Water and electricity are especially bad analogies, because they are both
tangible. When you use the water or charge, it is gone. You can't take one
water molecule have share it between 100 people. You can, however, share
the same bit of information to an infinite number of others. So maybe it is
not "information wants to be free", it's that "Information is a Tribble.
Turn your back and you have more information."

On Sun, Aug 23, 2015 at 12:23 AM, drlegendre . <drlegendre at gmail.com> wrote:

> "This goes directly against how information
> behaves, which is to flow freely. "
>
> Information has neither preference nor intent, nor any other inherent
> behavioral characteristic(s).
>
> You could make a water or electricity analogy - but both of those are most
> often regulated, channeled, stored-up and rationed-out out as needed.
>
> As much as I find appeal in the notion that "Information wants to be free",
> information, per se, cannot want for anything at all.
>
>
>
> On Sat, Aug 22, 2015 at 7:13 AM, Alexis Kotlowy <
> thrashbarg at kaput.homeunix.org> wrote:
>
> > Hi List,
> >
> > This relates to the ongoing discussion about vintage computer software
> > copyright.
> >
> > A year or so ago I did some Beta videotape backups for the Australian
> > Computer Society. They're of keynote speeches at the 10th Australian
> > Computer Conference in 1983. One that I'd like to mention is by Tania
> > Amochev from (then) Control Data Corporation, titled Information
> > Services of the Future.
> >
> > In it, things we now call data mining and Google AdSense are discussed,
> > and the potential of data services in general (this is in 1983). One
> > thing that struck me was the contrast between traditional copyright of
> > material items, and how such ideas don't apply very well to non-material
> > information.
> >
> > I was left with the impression that the idea of "Intellectual Property"
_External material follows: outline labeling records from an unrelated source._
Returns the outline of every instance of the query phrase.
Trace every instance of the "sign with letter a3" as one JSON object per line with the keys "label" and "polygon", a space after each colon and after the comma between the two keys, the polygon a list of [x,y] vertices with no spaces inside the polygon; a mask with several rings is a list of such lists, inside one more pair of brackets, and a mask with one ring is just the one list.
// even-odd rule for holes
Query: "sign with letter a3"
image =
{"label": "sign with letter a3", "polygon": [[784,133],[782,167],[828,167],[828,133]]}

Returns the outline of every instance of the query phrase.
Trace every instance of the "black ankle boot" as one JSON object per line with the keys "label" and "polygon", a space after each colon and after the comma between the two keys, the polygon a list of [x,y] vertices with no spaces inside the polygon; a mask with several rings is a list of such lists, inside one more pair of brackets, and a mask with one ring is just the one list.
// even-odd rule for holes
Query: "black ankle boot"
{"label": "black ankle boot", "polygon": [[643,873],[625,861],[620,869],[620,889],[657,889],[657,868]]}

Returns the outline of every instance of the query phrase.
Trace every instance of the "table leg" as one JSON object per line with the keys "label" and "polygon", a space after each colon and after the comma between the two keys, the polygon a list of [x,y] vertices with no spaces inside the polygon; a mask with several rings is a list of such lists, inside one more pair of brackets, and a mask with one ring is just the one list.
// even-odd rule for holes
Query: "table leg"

> > is in some ways an attempt to force information to be treated like
> > materials, which is an easy way to put a value information, but also
> > allows it to be hoarded. This goes directly against how information
> > behaves, which is to flow freely. This free-flow of information allows
> > more information to be derived or generated, enhancing productivity and
> > overall knowledge.
> >
> > To quote: "Information is diffusive - it leaks. The more it leaks, the
> > more of it there is. Information is aggressive, even imperialistic. It
> > simply breaks out of its unnatural bonds, the bonds of secrecy in which
> > 'thing minded' people try to lock it. So secrecy, property rights,
> > confidentiality, all enshrined in Western thought and law, are not
> > particularly effective restraints on information."
> >
> > This is not a cry to abolish copyright and intellectual property laws,
> > but to highlight some of the inadequacies of the thought process behind
> > these laws when dealing with high speed, global information.
> >
> > Does anyone have any thoughts? If there was a massive shift in the
> > fundamental philosophy of how information should be valued, where would
> > you like that shift to go? For example, is there a way to pay
> > programmers and similar professions by the quality of their work, rather
> > than just the number of lines of code they write. How do you measure the
> > quality of information?
> >
> > I'll see if I can get permission to have the six keynote addresses put
> > online, because they're all fascinating.
> >
> > Cheers,
> >
> > Alexis.
> >
> > P.S., if this is way off topic, my apologies.